If 100.0 mL of 0.150 M sodium nitrate is added to 50.0 mL of 0.150 M sodium carbonate, what is the resulting molar concentration of the sodium ion?
mols Na ion from NaNO3 is M x L = ?
mols Na ion from Na2CO3 is 2*M x L = ?
M Na ion is total mols Na ion/total L = ?
To find the resulting molar concentration of the sodium ion, we first need to determine the number of moles of sodium ions present in each solution, then calculate the total number of moles of sodium ions after the solutions are mixed.
To find the number of moles in a solution, we use the formula:
moles = concentration (in M) × volume (in L)

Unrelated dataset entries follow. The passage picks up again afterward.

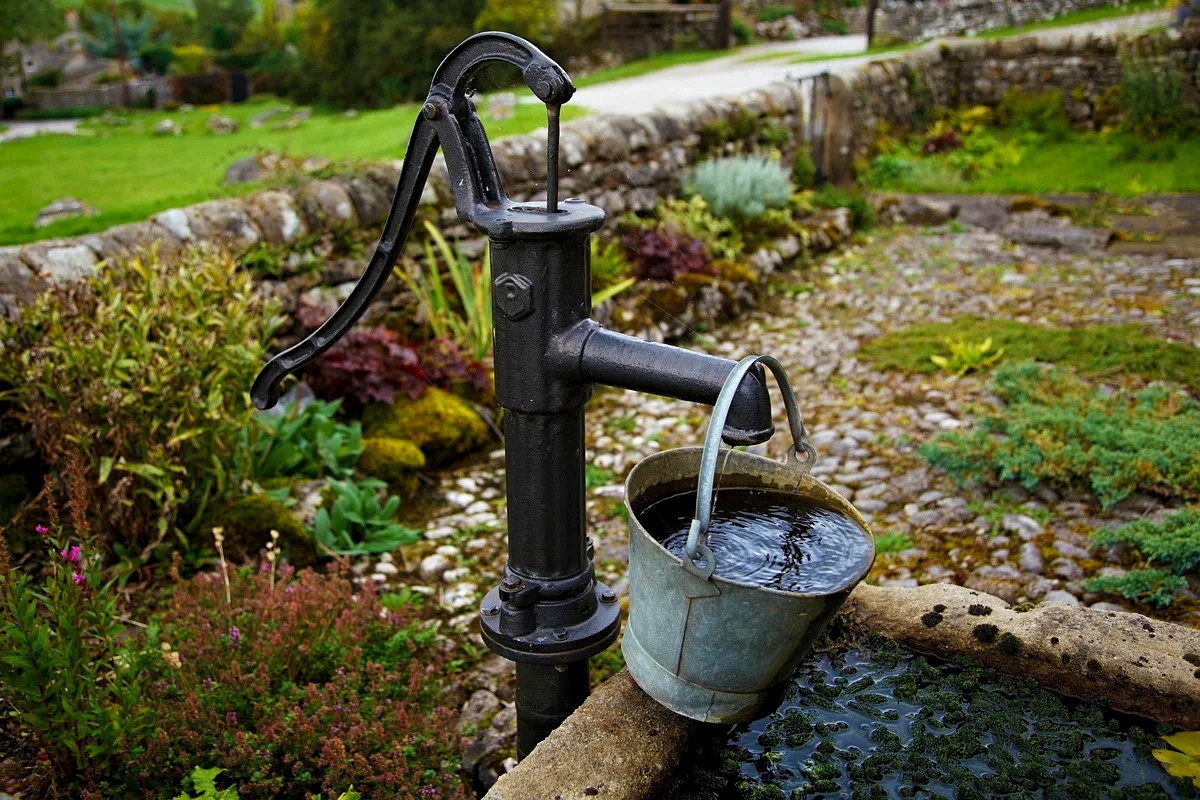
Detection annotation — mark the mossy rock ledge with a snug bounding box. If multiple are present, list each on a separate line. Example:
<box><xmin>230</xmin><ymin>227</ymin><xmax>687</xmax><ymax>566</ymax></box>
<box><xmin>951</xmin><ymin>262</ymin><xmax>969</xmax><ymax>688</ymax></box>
<box><xmin>355</xmin><ymin>437</ymin><xmax>426</xmax><ymax>497</ymax></box>
<box><xmin>362</xmin><ymin>386</ymin><xmax>487</xmax><ymax>470</ymax></box>
<box><xmin>202</xmin><ymin>494</ymin><xmax>317</xmax><ymax>569</ymax></box>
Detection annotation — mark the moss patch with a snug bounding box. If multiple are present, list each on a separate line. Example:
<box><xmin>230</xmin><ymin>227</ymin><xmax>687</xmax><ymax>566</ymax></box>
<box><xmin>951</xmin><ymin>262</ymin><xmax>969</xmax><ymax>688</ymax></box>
<box><xmin>355</xmin><ymin>438</ymin><xmax>425</xmax><ymax>497</ymax></box>
<box><xmin>862</xmin><ymin>317</ymin><xmax>1200</xmax><ymax>389</ymax></box>
<box><xmin>362</xmin><ymin>386</ymin><xmax>487</xmax><ymax>467</ymax></box>
<box><xmin>203</xmin><ymin>494</ymin><xmax>317</xmax><ymax>567</ymax></box>
<box><xmin>996</xmin><ymin>632</ymin><xmax>1021</xmax><ymax>656</ymax></box>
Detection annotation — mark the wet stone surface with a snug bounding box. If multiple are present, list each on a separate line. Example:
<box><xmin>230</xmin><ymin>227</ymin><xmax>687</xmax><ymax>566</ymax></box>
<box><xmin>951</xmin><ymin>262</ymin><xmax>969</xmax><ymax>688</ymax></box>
<box><xmin>359</xmin><ymin>225</ymin><xmax>1200</xmax><ymax>786</ymax></box>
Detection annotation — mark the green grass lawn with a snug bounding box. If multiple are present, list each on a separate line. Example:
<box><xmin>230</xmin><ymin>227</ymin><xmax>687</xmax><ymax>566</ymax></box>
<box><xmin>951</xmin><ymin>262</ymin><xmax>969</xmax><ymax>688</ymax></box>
<box><xmin>0</xmin><ymin>98</ymin><xmax>586</xmax><ymax>245</ymax></box>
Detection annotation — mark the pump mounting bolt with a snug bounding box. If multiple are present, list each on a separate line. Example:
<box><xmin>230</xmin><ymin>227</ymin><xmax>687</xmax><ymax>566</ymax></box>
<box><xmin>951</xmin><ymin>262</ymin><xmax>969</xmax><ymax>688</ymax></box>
<box><xmin>493</xmin><ymin>272</ymin><xmax>533</xmax><ymax>321</ymax></box>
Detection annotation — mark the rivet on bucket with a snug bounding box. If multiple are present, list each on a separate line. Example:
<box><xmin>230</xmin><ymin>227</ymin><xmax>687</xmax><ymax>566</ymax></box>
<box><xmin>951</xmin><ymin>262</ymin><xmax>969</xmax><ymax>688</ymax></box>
<box><xmin>622</xmin><ymin>356</ymin><xmax>875</xmax><ymax>723</ymax></box>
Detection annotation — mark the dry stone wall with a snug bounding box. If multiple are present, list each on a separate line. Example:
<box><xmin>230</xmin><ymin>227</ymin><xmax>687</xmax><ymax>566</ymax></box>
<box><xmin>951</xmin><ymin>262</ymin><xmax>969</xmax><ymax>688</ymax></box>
<box><xmin>834</xmin><ymin>23</ymin><xmax>1200</xmax><ymax>167</ymax></box>
<box><xmin>862</xmin><ymin>0</ymin><xmax>1122</xmax><ymax>42</ymax></box>
<box><xmin>0</xmin><ymin>23</ymin><xmax>1200</xmax><ymax>315</ymax></box>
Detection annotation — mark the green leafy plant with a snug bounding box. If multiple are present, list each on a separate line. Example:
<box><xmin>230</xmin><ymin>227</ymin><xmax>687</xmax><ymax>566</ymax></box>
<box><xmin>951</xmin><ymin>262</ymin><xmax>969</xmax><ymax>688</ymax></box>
<box><xmin>875</xmin><ymin>530</ymin><xmax>912</xmax><ymax>553</ymax></box>
<box><xmin>235</xmin><ymin>399</ymin><xmax>362</xmax><ymax>482</ymax></box>
<box><xmin>1121</xmin><ymin>56</ymin><xmax>1200</xmax><ymax>140</ymax></box>
<box><xmin>920</xmin><ymin>365</ymin><xmax>1200</xmax><ymax>507</ymax></box>
<box><xmin>1086</xmin><ymin>570</ymin><xmax>1188</xmax><ymax>608</ymax></box>
<box><xmin>684</xmin><ymin>156</ymin><xmax>792</xmax><ymax>219</ymax></box>
<box><xmin>929</xmin><ymin>337</ymin><xmax>1004</xmax><ymax>375</ymax></box>
<box><xmin>394</xmin><ymin>221</ymin><xmax>492</xmax><ymax>360</ymax></box>
<box><xmin>0</xmin><ymin>463</ymin><xmax>152</xmax><ymax>788</ymax></box>
<box><xmin>311</xmin><ymin>477</ymin><xmax>420</xmax><ymax>555</ymax></box>
<box><xmin>0</xmin><ymin>253</ymin><xmax>275</xmax><ymax>559</ymax></box>
<box><xmin>1087</xmin><ymin>506</ymin><xmax>1200</xmax><ymax>608</ymax></box>
<box><xmin>174</xmin><ymin>766</ymin><xmax>240</xmax><ymax>800</ymax></box>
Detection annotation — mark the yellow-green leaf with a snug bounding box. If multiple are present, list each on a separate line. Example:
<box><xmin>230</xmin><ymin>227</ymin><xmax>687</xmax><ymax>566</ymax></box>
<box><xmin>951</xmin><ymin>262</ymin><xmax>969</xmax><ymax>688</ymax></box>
<box><xmin>1163</xmin><ymin>730</ymin><xmax>1200</xmax><ymax>759</ymax></box>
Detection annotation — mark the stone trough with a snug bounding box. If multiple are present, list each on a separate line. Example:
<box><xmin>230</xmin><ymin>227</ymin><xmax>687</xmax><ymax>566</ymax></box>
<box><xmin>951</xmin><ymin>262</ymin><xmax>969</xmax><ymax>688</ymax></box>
<box><xmin>485</xmin><ymin>584</ymin><xmax>1200</xmax><ymax>800</ymax></box>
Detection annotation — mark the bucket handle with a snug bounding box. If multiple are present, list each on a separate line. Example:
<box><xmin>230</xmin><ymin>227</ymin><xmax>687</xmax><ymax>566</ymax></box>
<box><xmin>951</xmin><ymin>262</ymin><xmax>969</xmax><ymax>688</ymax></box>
<box><xmin>684</xmin><ymin>355</ymin><xmax>817</xmax><ymax>568</ymax></box>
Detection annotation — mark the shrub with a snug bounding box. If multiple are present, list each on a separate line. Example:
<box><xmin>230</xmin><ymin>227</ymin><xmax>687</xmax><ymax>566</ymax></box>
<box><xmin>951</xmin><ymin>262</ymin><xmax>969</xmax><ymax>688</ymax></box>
<box><xmin>0</xmin><ymin>253</ymin><xmax>275</xmax><ymax>559</ymax></box>
<box><xmin>920</xmin><ymin>365</ymin><xmax>1200</xmax><ymax>506</ymax></box>
<box><xmin>126</xmin><ymin>567</ymin><xmax>466</xmax><ymax>800</ymax></box>
<box><xmin>312</xmin><ymin>477</ymin><xmax>421</xmax><ymax>555</ymax></box>
<box><xmin>684</xmin><ymin>156</ymin><xmax>792</xmax><ymax>219</ymax></box>
<box><xmin>620</xmin><ymin>228</ymin><xmax>712</xmax><ymax>281</ymax></box>
<box><xmin>0</xmin><ymin>462</ymin><xmax>150</xmax><ymax>787</ymax></box>
<box><xmin>1121</xmin><ymin>59</ymin><xmax>1200</xmax><ymax>140</ymax></box>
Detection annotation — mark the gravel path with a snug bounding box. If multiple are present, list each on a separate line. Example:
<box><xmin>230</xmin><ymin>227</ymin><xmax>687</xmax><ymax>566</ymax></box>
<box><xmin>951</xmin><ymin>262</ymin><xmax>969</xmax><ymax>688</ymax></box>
<box><xmin>368</xmin><ymin>221</ymin><xmax>1200</xmax><ymax>783</ymax></box>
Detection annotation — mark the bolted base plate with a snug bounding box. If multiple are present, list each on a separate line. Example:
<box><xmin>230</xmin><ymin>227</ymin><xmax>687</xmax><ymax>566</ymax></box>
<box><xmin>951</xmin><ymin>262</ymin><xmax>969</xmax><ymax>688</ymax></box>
<box><xmin>479</xmin><ymin>583</ymin><xmax>620</xmax><ymax>664</ymax></box>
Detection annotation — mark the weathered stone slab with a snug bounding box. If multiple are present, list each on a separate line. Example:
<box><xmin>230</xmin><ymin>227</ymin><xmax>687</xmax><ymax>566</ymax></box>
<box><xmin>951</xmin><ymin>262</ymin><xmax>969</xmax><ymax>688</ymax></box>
<box><xmin>842</xmin><ymin>584</ymin><xmax>1200</xmax><ymax>730</ymax></box>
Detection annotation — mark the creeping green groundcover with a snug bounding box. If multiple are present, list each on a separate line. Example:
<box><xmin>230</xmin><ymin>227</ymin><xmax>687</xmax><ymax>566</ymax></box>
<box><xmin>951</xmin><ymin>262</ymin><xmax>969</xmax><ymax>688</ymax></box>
<box><xmin>671</xmin><ymin>642</ymin><xmax>1200</xmax><ymax>800</ymax></box>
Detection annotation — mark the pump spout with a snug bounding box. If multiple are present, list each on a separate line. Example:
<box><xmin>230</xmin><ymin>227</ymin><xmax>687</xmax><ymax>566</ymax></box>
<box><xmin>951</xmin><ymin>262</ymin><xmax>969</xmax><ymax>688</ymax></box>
<box><xmin>575</xmin><ymin>320</ymin><xmax>775</xmax><ymax>445</ymax></box>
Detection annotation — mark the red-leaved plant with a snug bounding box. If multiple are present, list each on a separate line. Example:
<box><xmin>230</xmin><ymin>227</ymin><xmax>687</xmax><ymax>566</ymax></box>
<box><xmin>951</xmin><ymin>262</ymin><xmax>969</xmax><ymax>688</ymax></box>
<box><xmin>127</xmin><ymin>563</ymin><xmax>467</xmax><ymax>800</ymax></box>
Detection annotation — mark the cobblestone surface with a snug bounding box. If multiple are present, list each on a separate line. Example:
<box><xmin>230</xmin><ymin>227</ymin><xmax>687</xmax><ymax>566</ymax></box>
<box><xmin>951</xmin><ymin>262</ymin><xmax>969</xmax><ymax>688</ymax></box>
<box><xmin>350</xmin><ymin>225</ymin><xmax>1200</xmax><ymax>791</ymax></box>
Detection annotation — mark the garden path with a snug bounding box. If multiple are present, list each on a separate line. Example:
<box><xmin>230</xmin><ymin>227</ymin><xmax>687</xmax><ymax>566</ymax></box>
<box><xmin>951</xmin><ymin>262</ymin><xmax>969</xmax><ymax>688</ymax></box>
<box><xmin>571</xmin><ymin>10</ymin><xmax>1171</xmax><ymax>114</ymax></box>
<box><xmin>391</xmin><ymin>215</ymin><xmax>1200</xmax><ymax>782</ymax></box>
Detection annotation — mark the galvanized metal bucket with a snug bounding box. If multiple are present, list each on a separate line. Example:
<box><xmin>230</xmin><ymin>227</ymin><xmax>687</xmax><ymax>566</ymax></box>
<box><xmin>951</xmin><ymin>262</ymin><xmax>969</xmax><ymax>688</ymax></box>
<box><xmin>622</xmin><ymin>356</ymin><xmax>875</xmax><ymax>723</ymax></box>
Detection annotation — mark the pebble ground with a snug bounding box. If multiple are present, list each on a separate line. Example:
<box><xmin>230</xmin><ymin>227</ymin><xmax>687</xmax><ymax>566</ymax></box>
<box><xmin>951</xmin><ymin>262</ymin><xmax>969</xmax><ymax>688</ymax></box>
<box><xmin>362</xmin><ymin>225</ymin><xmax>1200</xmax><ymax>786</ymax></box>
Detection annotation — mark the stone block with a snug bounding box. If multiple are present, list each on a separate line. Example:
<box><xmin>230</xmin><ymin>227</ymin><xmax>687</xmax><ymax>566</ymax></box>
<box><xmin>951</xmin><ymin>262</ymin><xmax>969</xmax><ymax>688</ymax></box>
<box><xmin>246</xmin><ymin>191</ymin><xmax>308</xmax><ymax>247</ymax></box>
<box><xmin>331</xmin><ymin>175</ymin><xmax>391</xmax><ymax>225</ymax></box>
<box><xmin>181</xmin><ymin>200</ymin><xmax>263</xmax><ymax>253</ymax></box>
<box><xmin>20</xmin><ymin>239</ymin><xmax>100</xmax><ymax>283</ymax></box>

Given that the initial volume of the sodium nitrate solution is 100.0 mL (0.100 L) and the molar concentration is 0.150 M, we can calculate the number of moles of sodium ions in the sodium nitrate solution as follows:
moles of sodium ions in sodium nitrate solution = 0.150 M × 0.100 L
Next, let's calculate the number of moles of sodium ions in the sodium carbonate solution. The initial volume of the sodium carbonate solution is 50.0 mL (0.050 L) and the molar concentration is 0.150 M:
moles of sodium ions in sodium carbonate solution = 0.150 M × 0.050 L
Now, we can sum the number of moles of sodium ions from both solutions to find the total moles of sodium ions:
total moles of sodium ions = moles of sodium ions in sodium nitrate solution + moles of sodium ions in sodium carbonate solution
Finally, to find the resulting molar concentration of the sodium ion, we divide the total moles of sodium ions by the total volume of the solution. The total volume is the sum of the initial volumes of both solutions:
resulting molar concentration of sodium ion = total moles of sodium ions / total volume (in L)
By plugging in the calculated values, we can find the answer to the question.